Es ist auch eine Hochschulart, die eine wirklich außerordentliche Vielfalt von Aufgaben, aber insbesondere auch – das muss man immer mal wieder unterstreichen – positive Wirkungen auf einen Wissenschaftsstandort wie Hessen, aber auch auf einen Wirtschaftsstandort wie Hessen hat, also auf das Beschäftigungssystem, die Innovationsfähigkeit der Unternehmen und die regionale Strukturpolitik. Es ist eigentlich kein Wunder – Herr May hat hierauf verwiesen –, trotzdem ist es für die Beurteilung der Bedeutung der HAW interessant, dass zwei Drittel aller in Hessen ausgebildeten Ingenieure von den HAW kommen. Nicht nur die Ingenieure kommen von diesem Hochschultyp, sondern auch zwei Drittel aller ausgebildeten Betriebswirte.
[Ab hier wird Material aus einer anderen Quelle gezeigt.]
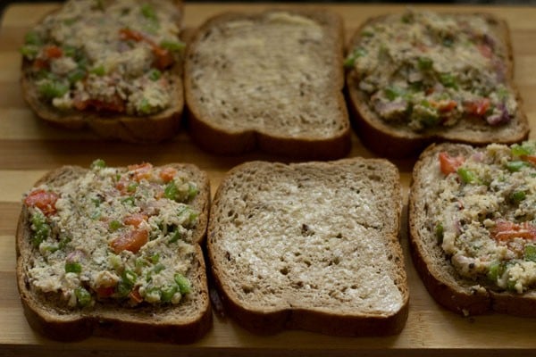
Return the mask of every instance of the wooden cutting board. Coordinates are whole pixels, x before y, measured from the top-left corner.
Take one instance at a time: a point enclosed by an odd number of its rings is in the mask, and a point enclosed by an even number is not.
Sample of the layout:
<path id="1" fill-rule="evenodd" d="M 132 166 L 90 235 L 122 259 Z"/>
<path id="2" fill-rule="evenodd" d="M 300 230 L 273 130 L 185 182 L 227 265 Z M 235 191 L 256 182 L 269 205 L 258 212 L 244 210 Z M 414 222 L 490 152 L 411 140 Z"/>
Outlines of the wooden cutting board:
<path id="1" fill-rule="evenodd" d="M 399 5 L 306 4 L 321 6 L 342 15 L 349 34 L 367 17 L 400 12 Z M 134 145 L 104 142 L 88 132 L 71 132 L 38 120 L 24 104 L 19 86 L 21 55 L 18 48 L 26 30 L 57 4 L 13 4 L 5 10 L 0 29 L 0 355 L 471 355 L 529 354 L 536 348 L 536 319 L 490 314 L 464 318 L 438 306 L 428 295 L 407 253 L 402 237 L 410 286 L 409 318 L 404 331 L 382 338 L 338 338 L 318 334 L 285 331 L 271 336 L 252 335 L 229 320 L 214 317 L 205 337 L 189 345 L 173 345 L 90 338 L 61 344 L 34 333 L 22 313 L 15 283 L 15 227 L 22 193 L 47 170 L 63 164 L 88 166 L 102 158 L 110 165 L 142 161 L 162 164 L 188 162 L 209 172 L 213 192 L 223 174 L 249 160 L 276 160 L 262 154 L 217 157 L 199 150 L 184 132 L 171 142 Z M 187 4 L 185 26 L 196 27 L 222 11 L 256 11 L 268 4 Z M 421 6 L 415 6 L 421 7 Z M 515 81 L 524 99 L 531 126 L 536 128 L 536 7 L 436 6 L 439 11 L 488 12 L 505 18 L 512 30 Z M 536 130 L 536 129 L 535 129 Z M 534 137 L 534 134 L 531 135 Z M 373 157 L 357 137 L 352 138 L 349 156 Z M 394 162 L 399 168 L 405 196 L 414 160 Z"/>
Das funktioniert – auch das ist deutlich geworden – natürlich nicht ohne die entsprechenden Rahmenbedingungen. Eine besonders wichtige Rahmenbedingung ist und bleibt unser Hochschulpakt, also der Hessische Hochschulpakt 2016 – 2020, den wir geschlossen haben. Er ist in der Tat ein Meilenstein für den Wissenschaftsstandort. Er garantiert den Hochschulen in den kommenden fünf Jahren eine
finanzielle Ausstattung, wie es sie bislang noch nicht gab, nämlich in Höhe von 9 Milliarden €. Natürlich profitieren davon auch die Hochschulen für angewandte Wissenschaften.
Eine weitere wichtige Rahmenbedingung ist das erklärte Ziel, dass der auf die HAWs entfallende Anteil der Studierenden – auch darüber haben wir heute schon gesprochen – spürbar erhöht wird. Auch das ist nicht umsonst zu haben. Deswegen ist das mit den entsprechenden Finanzzuweisungen im Rahmen des Bund-Länder-Hochschulpakts 2020 finanziell hinterlegt worden.
Ich bin dankbar, dass CDU und GRÜNE das zum Thema gemacht haben, und stimme ausdrücklich zu, dass dies weiter verstetigt und finanziell unterlegt werden muss. Dafür ist ein weiteres Engagement des Bundes unerlässlich. Aus diesem Grund wird dieses Thema von der Wissenschaftskonferenz ganz intensiv mit dem Bund beraten.
Das ist exakt das, was den Bedürfnissen der Studierenden entspricht. Die Gewissheit, an den HAWs eine hervorragende berufliche Qualifikation zu erhalten und bestmöglich auf die Anforderungen des Arbeitsmarkts vorbereitet zu werden, ist und war für die Studierenden von HAWs das wesentliche Argument, sich für diese Hochschulart zu entscheiden.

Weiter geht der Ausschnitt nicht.